Nah, dilansir dari hukumonline pada Senin (9/3/2020), hukum pidana penggunaan senjata api di Indonesia diatur dalam UU Nomor 8 Tahun 1948 tentang Pendaftaran dan Pemberian Izin Pemakaian Senjata Api serta UU Darurat Nomor 12 Tahun 1951 tentang Mengubah “Ordonantie Tijdelijke Byzondere Straftbepalingen (Stbl. 1948 No.17).
Lalu prosedur kepemilikan senjata api di atur dalam Peraturan Kapolri Nomor 82 Tahun 2004 tentang Petunjuk Pelaksanaan Pengamanan Pengawasan dan Pengendalian Senjata Api Non Organik TNI/POLRI.
Dalam surat itu disebutkan lima kategori perorangan atau pejabat yang diperbolehkan memiliki senjata api yakni pejabat pemerintah, pejabat swasta, pejabat TNI/Polri, purnawirawan TNI/Polri.
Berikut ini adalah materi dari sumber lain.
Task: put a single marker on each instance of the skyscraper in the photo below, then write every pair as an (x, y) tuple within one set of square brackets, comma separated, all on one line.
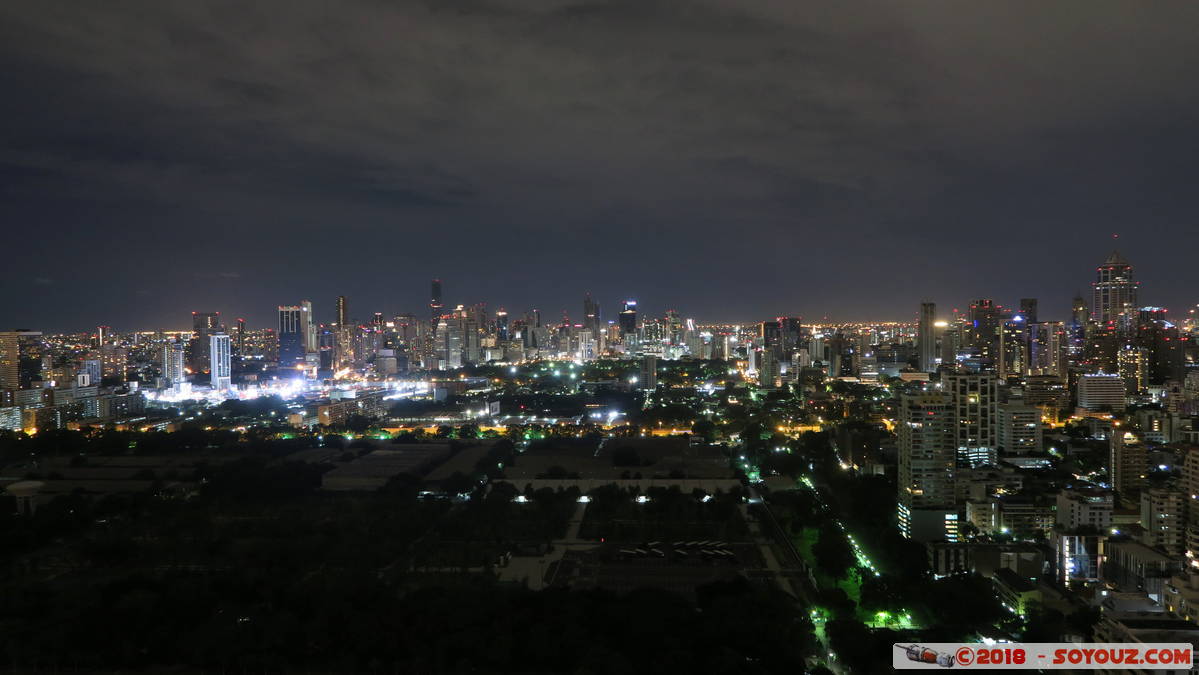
[(241, 338), (20, 359), (291, 348), (343, 311), (649, 375), (926, 337), (435, 300), (501, 324), (172, 365), (1114, 293), (308, 326), (927, 468), (220, 349), (975, 397), (204, 324), (590, 314), (628, 319)]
Tapi setiap anggota polisi atau TNI yang ingin menggunakan senjata api, mereka harus memiliki sertifikat yang dikeluarkan oleh institusi pelatihan menembak.
Lalu terdapat ketentuan tersendiri mengenai kepemilikan senjata api oleh masyarakat sipil.
Kepemilikan senjata api secara umum diatur dalam Undang-Undang Darurat No 12 Tahun 1951 yang bersifat pidana. Pasal 1 ayat (1) UU Darurat No. 12 Tahun 1951 tertulis:
“Barangsiapa, yang tanpa hak memasukkan ke Indonesia, membuat, menerima, mencoba memperoleh, menyerahkan atau mencoba menyerahkan, menguasai, membawa, mempunyai persediaan padanya atau mempunyai dalam miliknya, menyimpan, mengangkut, menyembunyikan, mempergunakan atau mengeluarkan dari Indonesia sesuatu senjata api, munisi atau sesuatu bahan peledak, dihukum dengan hukuman mati atau hukuman penjara seumur hidup atau hukuman penjara sementara setinggi-tingginya dua puluh tahun.”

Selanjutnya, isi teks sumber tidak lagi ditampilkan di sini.